Spatial chaos of Wang tiles with two symbols

TL;DR

This paper classifies when Wang tile sets with two symbols exhibit spatial chaos, based on their entropy, identifying minimal cycle generators and equivalent classes of sets with positive or zero entropy.

Contribution

It provides a complete classification of spatial chaos in two-symbol Wang tiles, introducing minimal cycle generators and characterizing entropy positivity through specific tile set classes.

Findings

39 classes of marginal positive-entropy sets identified

18 classes of saturated zero-entropy sets identified

Spatial entropy positivity determined by minimal cycle generators

Abstract

This investigation completely classifies the spatial chaos problem in plane edge coloring (Wang tiles) with two symbols.
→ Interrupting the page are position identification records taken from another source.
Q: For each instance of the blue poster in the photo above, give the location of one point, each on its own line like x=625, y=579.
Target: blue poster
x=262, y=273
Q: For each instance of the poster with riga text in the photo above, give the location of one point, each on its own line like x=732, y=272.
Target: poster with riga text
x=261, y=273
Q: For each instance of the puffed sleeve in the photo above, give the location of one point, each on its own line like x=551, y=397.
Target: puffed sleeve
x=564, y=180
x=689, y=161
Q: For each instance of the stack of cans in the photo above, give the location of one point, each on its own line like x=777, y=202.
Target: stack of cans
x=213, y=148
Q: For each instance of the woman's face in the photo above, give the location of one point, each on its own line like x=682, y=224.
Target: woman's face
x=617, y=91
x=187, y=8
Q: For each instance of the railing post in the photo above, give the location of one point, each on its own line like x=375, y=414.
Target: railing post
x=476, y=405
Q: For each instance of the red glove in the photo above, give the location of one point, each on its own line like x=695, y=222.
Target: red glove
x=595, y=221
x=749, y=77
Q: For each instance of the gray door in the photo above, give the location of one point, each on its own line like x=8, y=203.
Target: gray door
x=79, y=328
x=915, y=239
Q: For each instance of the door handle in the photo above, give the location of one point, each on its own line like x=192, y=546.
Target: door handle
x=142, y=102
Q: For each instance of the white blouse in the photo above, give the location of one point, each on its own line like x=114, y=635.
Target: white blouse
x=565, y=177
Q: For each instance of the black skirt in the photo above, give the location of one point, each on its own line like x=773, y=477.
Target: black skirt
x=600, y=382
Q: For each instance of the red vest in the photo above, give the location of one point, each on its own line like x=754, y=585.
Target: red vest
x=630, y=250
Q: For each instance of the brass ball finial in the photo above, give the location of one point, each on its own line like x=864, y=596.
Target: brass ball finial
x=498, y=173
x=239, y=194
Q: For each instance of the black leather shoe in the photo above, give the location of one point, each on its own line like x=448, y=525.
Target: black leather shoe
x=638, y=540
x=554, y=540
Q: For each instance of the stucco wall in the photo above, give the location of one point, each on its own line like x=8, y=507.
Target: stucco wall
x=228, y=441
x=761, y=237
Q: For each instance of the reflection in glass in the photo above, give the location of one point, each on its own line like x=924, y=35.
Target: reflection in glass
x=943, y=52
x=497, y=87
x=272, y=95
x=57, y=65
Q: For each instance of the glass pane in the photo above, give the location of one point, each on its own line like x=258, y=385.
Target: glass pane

For a set of Wang tiles $\mathcal{B}$, spatial chaos occurs when the spatial entropy $h(\mathcal{B})$ is positive. $\mathcal{B}$ is called a minimal cycle generator if $\mathcal{P}(\mathcal{B})\neq\emptyset$ and $\mathcal{P}(\mathcal{B}')=\emptyset$ whenever $\mathcal{B}'\subsetneqq \mathcal{B}$, where $\mathcal{P}(\mathcal{B})$ is the set of all periodic patterns on $\mathbb{Z}^{2}$ generated by $\mathcal{B}$. Given a set of Wang tiles $\mathcal{B}$, write $\mathcal{B}=C_{1}\cup C_{2} \cup\cdots \cup C_{k} \cup N$, where $C_{j}$, $1\leq j\leq k$, are minimal cycle generators and $\mathcal{B}$ contains no minimal cycle generator except those contained in $C_{1}\cup C_{2} \cup\cdots \cup C_{k}$. Then, the positivity of spatial entropy $h(\mathcal{B})$ is completely determined by $C_{1}\cup C_{2} \cup\cdots \cup C_{k}$. Furthermore, there are 39 equivalent classes of marginal positive-entropy (MPE) sets of Wang tiles and 18 equivalent classes of saturated zero-entropy (SZE) sets of Wang tiles. For a set of Wang tiles $\mathcal{B}$, $h(\mathcal{B})$ is positive if and only if $\mathcal{B}$ contains an MPE set, and $h(\mathcal{B})$ is zero if and only if $\mathcal{B}$ is a subset of an SZE set.